Hi @sd5e8a , Can you share a problem PDF?

Community Expert
October 4, 2022

Hey

 

Here's an article I wrote

https://creativepro.com/high-res-image-look-low-res/

 

Hope it helps.

sd5e8aAuthor
Inspiring
October 4, 2022

Thanks, @Eugene Tyson, I know about the View > Display Performance settings and the related things mentioned in your article.

 

Your article is very useful, but my problem is different. Not only that the images appear jagged on screen, but also in print (not all of them, but some of them).

 

@rob day, I'm sorry that I can't share the images that I work with, but this is an example posted by another forum participant, so you can have an idea about the problem. Most problematic are the diagonal lines. For example, it can be a photo of birds on a wire or something like that.

 

 

I didn't know how to solve the problem, so in some cases I tried to smooth the problematic images with some anti-aliasing tools. This way I loose sharpness, but that's it. In other cases I used moire-removal or descreening tools.
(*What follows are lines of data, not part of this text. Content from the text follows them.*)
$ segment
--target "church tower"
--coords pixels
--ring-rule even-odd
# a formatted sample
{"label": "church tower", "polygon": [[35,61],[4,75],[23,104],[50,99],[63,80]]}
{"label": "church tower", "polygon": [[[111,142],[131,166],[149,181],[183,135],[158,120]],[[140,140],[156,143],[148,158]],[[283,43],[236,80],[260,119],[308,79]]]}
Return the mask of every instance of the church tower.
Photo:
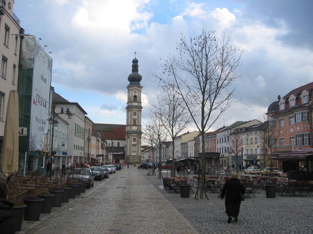
{"label": "church tower", "polygon": [[138,73],[138,60],[133,59],[131,73],[128,76],[126,106],[126,141],[125,160],[129,164],[139,163],[141,159],[141,103],[140,85],[142,77]]}

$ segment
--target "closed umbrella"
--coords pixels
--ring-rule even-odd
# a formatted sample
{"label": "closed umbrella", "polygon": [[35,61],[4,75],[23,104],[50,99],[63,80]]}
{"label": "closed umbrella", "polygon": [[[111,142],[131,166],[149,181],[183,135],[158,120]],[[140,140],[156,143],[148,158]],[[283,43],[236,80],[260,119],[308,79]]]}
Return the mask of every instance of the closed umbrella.
{"label": "closed umbrella", "polygon": [[1,171],[7,176],[14,175],[18,169],[18,91],[10,92],[7,109],[4,134],[0,165]]}

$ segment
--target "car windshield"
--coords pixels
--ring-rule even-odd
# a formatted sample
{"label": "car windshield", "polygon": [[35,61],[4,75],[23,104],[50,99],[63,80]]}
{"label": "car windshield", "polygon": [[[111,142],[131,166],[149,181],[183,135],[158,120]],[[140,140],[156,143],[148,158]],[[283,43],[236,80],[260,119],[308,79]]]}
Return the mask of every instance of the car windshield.
{"label": "car windshield", "polygon": [[91,169],[92,171],[101,171],[101,168],[100,167],[93,167],[91,168],[90,169]]}
{"label": "car windshield", "polygon": [[78,168],[74,170],[73,173],[90,175],[90,171],[87,169],[82,169]]}

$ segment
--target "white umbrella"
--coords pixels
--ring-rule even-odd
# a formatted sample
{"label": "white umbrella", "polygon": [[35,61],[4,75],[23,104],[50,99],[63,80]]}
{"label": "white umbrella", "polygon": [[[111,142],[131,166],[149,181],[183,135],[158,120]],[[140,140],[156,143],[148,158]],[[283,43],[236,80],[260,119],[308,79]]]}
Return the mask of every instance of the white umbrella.
{"label": "white umbrella", "polygon": [[9,177],[18,169],[18,95],[16,90],[10,92],[7,109],[4,134],[0,165],[3,174]]}

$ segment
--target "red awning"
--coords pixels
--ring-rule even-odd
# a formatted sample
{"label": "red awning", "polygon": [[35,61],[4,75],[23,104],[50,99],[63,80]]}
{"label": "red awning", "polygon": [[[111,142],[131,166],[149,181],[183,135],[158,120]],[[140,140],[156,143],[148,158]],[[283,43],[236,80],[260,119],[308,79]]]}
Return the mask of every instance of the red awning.
{"label": "red awning", "polygon": [[277,154],[275,156],[271,157],[269,159],[272,160],[306,160],[308,158],[313,158],[312,154]]}

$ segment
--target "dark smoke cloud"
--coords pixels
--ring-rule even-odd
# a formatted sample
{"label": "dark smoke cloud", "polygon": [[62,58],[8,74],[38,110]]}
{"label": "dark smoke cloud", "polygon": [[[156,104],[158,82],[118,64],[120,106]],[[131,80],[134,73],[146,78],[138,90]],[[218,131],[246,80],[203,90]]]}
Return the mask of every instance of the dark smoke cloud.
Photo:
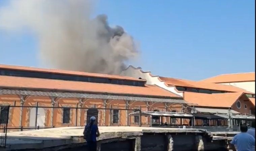
{"label": "dark smoke cloud", "polygon": [[41,62],[55,68],[118,74],[138,51],[121,26],[104,14],[91,19],[92,1],[18,0],[0,8],[0,28],[28,28],[39,40]]}

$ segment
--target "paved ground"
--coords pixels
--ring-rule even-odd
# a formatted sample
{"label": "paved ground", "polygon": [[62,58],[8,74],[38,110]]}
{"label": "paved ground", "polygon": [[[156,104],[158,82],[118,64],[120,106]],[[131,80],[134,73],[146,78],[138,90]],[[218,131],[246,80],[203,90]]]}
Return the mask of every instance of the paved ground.
{"label": "paved ground", "polygon": [[[7,133],[9,137],[32,137],[40,138],[40,139],[51,139],[54,138],[69,138],[71,136],[82,136],[84,127],[64,127],[39,130],[12,132]],[[188,132],[199,130],[190,129],[166,128],[133,127],[100,127],[100,133],[111,132],[142,132],[142,131],[186,131]]]}
{"label": "paved ground", "polygon": [[[84,142],[82,137],[84,128],[65,127],[8,133],[7,146],[13,149],[35,148]],[[124,134],[142,135],[142,132],[206,133],[205,130],[201,129],[133,127],[100,127],[99,130],[101,134],[99,140],[122,137]]]}

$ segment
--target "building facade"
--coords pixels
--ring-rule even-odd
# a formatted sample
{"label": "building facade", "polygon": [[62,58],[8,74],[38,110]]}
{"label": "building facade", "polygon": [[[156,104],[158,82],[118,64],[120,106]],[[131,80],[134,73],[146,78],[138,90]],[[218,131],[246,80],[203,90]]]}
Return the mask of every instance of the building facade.
{"label": "building facade", "polygon": [[[100,126],[149,126],[149,117],[129,114],[136,109],[183,112],[186,102],[182,97],[146,82],[128,77],[1,65],[0,124],[24,128],[84,126],[93,115]],[[7,113],[5,107],[9,105]],[[163,123],[170,120],[161,119]]]}

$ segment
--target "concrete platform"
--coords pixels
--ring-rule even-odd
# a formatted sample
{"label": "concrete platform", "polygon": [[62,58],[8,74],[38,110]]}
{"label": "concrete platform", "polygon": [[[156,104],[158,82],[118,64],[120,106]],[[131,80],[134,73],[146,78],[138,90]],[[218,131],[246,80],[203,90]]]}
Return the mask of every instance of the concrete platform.
{"label": "concrete platform", "polygon": [[[73,147],[72,145],[73,146],[74,144],[75,144],[75,146],[77,146],[77,144],[84,145],[85,141],[83,138],[84,129],[84,127],[65,127],[8,133],[7,147],[2,150],[25,149],[34,150],[55,147],[58,147],[58,148],[64,148]],[[180,140],[181,142],[184,139],[184,137],[190,138],[195,136],[195,135],[199,135],[201,136],[200,138],[198,137],[198,139],[201,138],[202,139],[202,136],[203,136],[206,138],[204,139],[204,140],[209,139],[211,137],[210,133],[206,130],[201,129],[132,127],[99,127],[99,129],[101,135],[98,138],[98,141],[101,144],[127,139],[137,140],[137,138],[140,138],[142,135],[143,140],[146,142],[155,139],[156,139],[155,142],[157,142],[158,139],[157,138],[162,139],[163,138],[163,136],[166,135],[170,136],[172,135],[173,137],[174,135],[180,135],[180,137],[182,135],[183,136],[182,137],[179,137],[178,138],[175,139],[177,140]],[[145,136],[145,134],[148,134],[149,135]],[[157,136],[154,136],[155,135]],[[174,138],[175,137],[178,138],[177,137],[175,136]],[[183,137],[183,139],[182,137]],[[222,138],[224,139],[223,137]],[[150,138],[151,138],[150,139]],[[221,139],[220,138],[216,138],[216,139]],[[194,143],[192,142],[190,144]],[[173,144],[173,142],[172,143]],[[178,146],[179,145],[178,142],[175,143]],[[66,147],[64,147],[65,146]],[[162,146],[161,147],[163,147]],[[59,150],[57,149],[51,150]]]}

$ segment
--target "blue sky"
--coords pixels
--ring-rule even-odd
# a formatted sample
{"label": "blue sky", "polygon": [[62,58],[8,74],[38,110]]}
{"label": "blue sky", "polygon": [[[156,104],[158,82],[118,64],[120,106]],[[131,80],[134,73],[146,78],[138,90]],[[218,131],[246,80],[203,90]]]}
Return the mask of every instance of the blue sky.
{"label": "blue sky", "polygon": [[[255,71],[255,3],[101,0],[94,13],[107,14],[110,25],[122,26],[139,42],[140,55],[132,65],[197,80]],[[0,64],[40,67],[38,44],[32,34],[0,30]]]}

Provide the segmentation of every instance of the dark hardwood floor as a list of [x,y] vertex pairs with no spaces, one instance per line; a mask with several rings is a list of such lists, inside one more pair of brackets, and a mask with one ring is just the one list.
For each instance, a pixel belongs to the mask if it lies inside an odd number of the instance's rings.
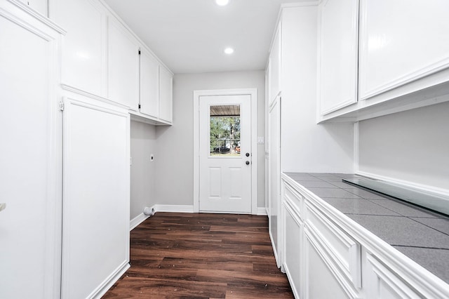
[[265,216],[156,213],[131,232],[131,267],[103,298],[292,298]]

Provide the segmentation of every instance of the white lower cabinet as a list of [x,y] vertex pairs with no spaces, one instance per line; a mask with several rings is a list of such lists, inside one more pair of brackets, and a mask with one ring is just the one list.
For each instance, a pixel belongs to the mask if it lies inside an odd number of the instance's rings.
[[[283,268],[296,298],[443,298],[448,285],[282,175]],[[355,225],[355,226],[354,226]]]
[[323,248],[319,245],[312,235],[307,233],[304,238],[304,248],[307,277],[304,298],[351,298],[336,279],[335,269],[326,255],[323,255]]
[[302,198],[287,185],[283,197],[284,255],[283,269],[287,273],[295,297],[304,298],[304,222],[295,208],[295,202]]
[[366,298],[429,298],[417,293],[400,275],[366,251],[363,254],[363,263],[364,291]]

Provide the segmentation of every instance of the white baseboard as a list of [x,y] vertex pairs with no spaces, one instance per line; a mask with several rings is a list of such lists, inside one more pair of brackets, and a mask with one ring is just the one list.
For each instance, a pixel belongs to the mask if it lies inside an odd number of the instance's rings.
[[194,206],[171,204],[155,204],[153,208],[157,212],[171,212],[171,213],[194,213]]
[[267,216],[267,215],[268,215],[268,214],[267,213],[267,209],[264,207],[264,208],[258,207],[257,213],[256,215],[257,215],[259,216]]
[[399,180],[394,178],[390,178],[384,175],[379,175],[374,173],[367,173],[365,171],[357,171],[356,174],[359,175],[362,175],[366,178],[373,178],[375,180],[380,180],[386,182],[393,182],[401,186],[403,186],[406,188],[413,188],[417,189],[418,190],[424,192],[434,193],[439,195],[443,195],[444,197],[449,197],[449,190],[447,189],[438,188],[437,187],[430,186],[429,185],[419,184],[417,182],[410,182],[408,180]]
[[[188,205],[174,205],[174,204],[155,204],[152,207],[154,209],[154,212],[170,212],[170,213],[194,213],[194,206]],[[258,207],[257,210],[257,215],[266,216],[267,210],[264,207]],[[147,218],[148,215],[143,213],[137,215],[130,222],[130,230],[133,230]]]
[[131,219],[131,221],[129,222],[129,230],[131,231],[134,230],[138,225],[146,220],[149,217],[149,215],[142,213]]
[[125,262],[116,271],[114,271],[109,277],[103,281],[93,292],[92,292],[87,298],[89,299],[100,299],[111,288],[111,286],[115,284],[117,280],[126,272],[130,265],[129,263]]

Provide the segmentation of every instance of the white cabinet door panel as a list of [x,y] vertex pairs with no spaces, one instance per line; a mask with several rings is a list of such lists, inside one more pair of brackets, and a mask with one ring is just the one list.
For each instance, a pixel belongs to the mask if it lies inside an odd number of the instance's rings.
[[140,51],[140,112],[159,116],[159,63],[145,50]]
[[449,1],[362,0],[361,12],[361,100],[449,67]]
[[302,258],[304,223],[290,204],[284,202],[285,253],[283,263],[295,298],[304,298],[304,264]]
[[419,294],[396,273],[382,263],[366,253],[364,272],[364,291],[368,299],[418,299],[431,298]]
[[320,4],[321,114],[357,102],[358,1]]
[[159,118],[171,122],[173,120],[173,77],[162,66],[159,66]]
[[111,100],[137,110],[139,105],[139,45],[118,21],[108,22],[108,90]]
[[54,5],[51,18],[67,31],[62,39],[62,83],[105,95],[104,11],[91,0],[60,0]]
[[124,109],[65,101],[64,298],[98,295],[129,262],[129,117]]
[[269,164],[269,234],[278,267],[281,265],[281,98],[277,97],[268,116]]
[[317,241],[313,237],[306,234],[304,248],[306,251],[306,298],[356,298],[356,294],[351,294],[343,288],[341,282],[331,267],[328,258]]
[[62,200],[59,34],[25,15],[0,2],[0,203],[6,204],[0,211],[0,298],[55,298]]

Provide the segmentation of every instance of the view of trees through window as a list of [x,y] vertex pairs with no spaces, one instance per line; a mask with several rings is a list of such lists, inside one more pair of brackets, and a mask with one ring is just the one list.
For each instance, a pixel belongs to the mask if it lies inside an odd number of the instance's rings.
[[211,116],[210,140],[211,156],[240,156],[240,116]]

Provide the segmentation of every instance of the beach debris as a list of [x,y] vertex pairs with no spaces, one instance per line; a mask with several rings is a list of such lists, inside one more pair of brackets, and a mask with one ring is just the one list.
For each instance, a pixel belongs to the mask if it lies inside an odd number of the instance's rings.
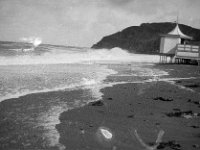
[[90,102],[90,105],[92,106],[103,106],[104,103],[102,101],[95,101],[95,102]]
[[194,147],[194,148],[200,148],[200,146],[198,144],[194,144],[194,145],[192,145],[192,147]]
[[200,107],[200,101],[192,101],[191,99],[188,99],[187,102],[193,103],[193,104],[198,105]]
[[133,117],[134,117],[134,115],[128,115],[127,117],[128,117],[128,118],[133,118]]
[[171,102],[171,101],[173,101],[172,98],[163,98],[163,97],[156,97],[153,100],[159,100],[159,101],[165,101],[165,102]]
[[188,88],[198,88],[200,87],[199,84],[188,84],[188,85],[185,85],[185,87],[188,87]]
[[200,113],[194,113],[192,110],[189,110],[189,111],[170,112],[170,113],[166,113],[166,115],[168,117],[184,117],[186,119],[191,119],[191,118],[200,116]]
[[107,140],[112,139],[112,133],[109,130],[104,129],[104,128],[100,128],[99,130],[104,138],[106,138]]
[[150,143],[150,144],[146,144],[139,136],[139,134],[137,133],[137,130],[134,130],[134,135],[136,137],[136,139],[139,141],[139,143],[146,149],[146,150],[157,150],[158,146],[160,145],[160,143],[162,142],[162,137],[164,135],[164,130],[160,130],[156,139],[155,143]]
[[113,100],[113,98],[112,98],[112,97],[109,97],[108,100]]
[[181,111],[179,108],[174,108],[173,110],[174,111]]
[[195,128],[195,129],[199,128],[199,126],[195,126],[195,125],[190,126],[190,127]]
[[181,145],[178,144],[176,141],[168,141],[168,142],[161,142],[157,149],[164,149],[165,147],[169,147],[174,150],[181,150]]
[[112,131],[107,127],[99,127],[97,137],[100,141],[110,141],[113,138]]

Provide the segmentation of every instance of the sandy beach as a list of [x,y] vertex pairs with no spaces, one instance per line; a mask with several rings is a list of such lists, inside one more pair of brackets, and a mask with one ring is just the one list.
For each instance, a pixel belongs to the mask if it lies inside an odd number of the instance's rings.
[[[67,150],[143,150],[148,148],[139,139],[152,146],[159,131],[164,131],[157,149],[199,149],[200,68],[155,68],[168,70],[169,78],[179,79],[102,89],[102,100],[61,114],[61,123],[56,126],[60,143]],[[108,139],[102,129],[110,132]]]

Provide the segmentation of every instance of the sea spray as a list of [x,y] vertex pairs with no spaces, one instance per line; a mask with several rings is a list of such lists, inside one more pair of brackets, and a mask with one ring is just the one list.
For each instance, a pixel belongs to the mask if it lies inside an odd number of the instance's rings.
[[[44,50],[45,49],[45,50]],[[9,51],[9,50],[8,50]],[[39,53],[39,54],[38,54]],[[58,47],[38,47],[31,53],[17,53],[13,57],[0,56],[0,65],[30,65],[30,64],[72,64],[72,63],[157,63],[159,56],[131,54],[120,48],[79,49]]]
Sometimes I enlarge the images a bit, then I print them (on a printer that gives me good results) and then I scan them with descreening turned on (note that I'm not confusing anti-aliasing and descreening, which are two different things, but I have no idea what else to do).

rob day
Community Expert
Community Expert
October 5, 2022

I'm sorry that I can't share the images that I work with,

 

A screen capture doesn’t really help, I would need to see a PDF to determine whether the problem is not enough output resolution, or simply a limitation of display anti-aliasing at different zoom magnifications.

 

Black and white line art needs considerably more resolution for print than a typical halftoned image. The rule of thumb for image resolution is 2x the halftone screen (300 ppi for 150 lpi), but if there is high contrast detail (black lines on a white background) you would need more.

 

Also, you have to inspect the image in AcrobatPro to get the output resolution—placing a 300ppi image doesn’t mean the output resolution will be 300ppi in the PDF.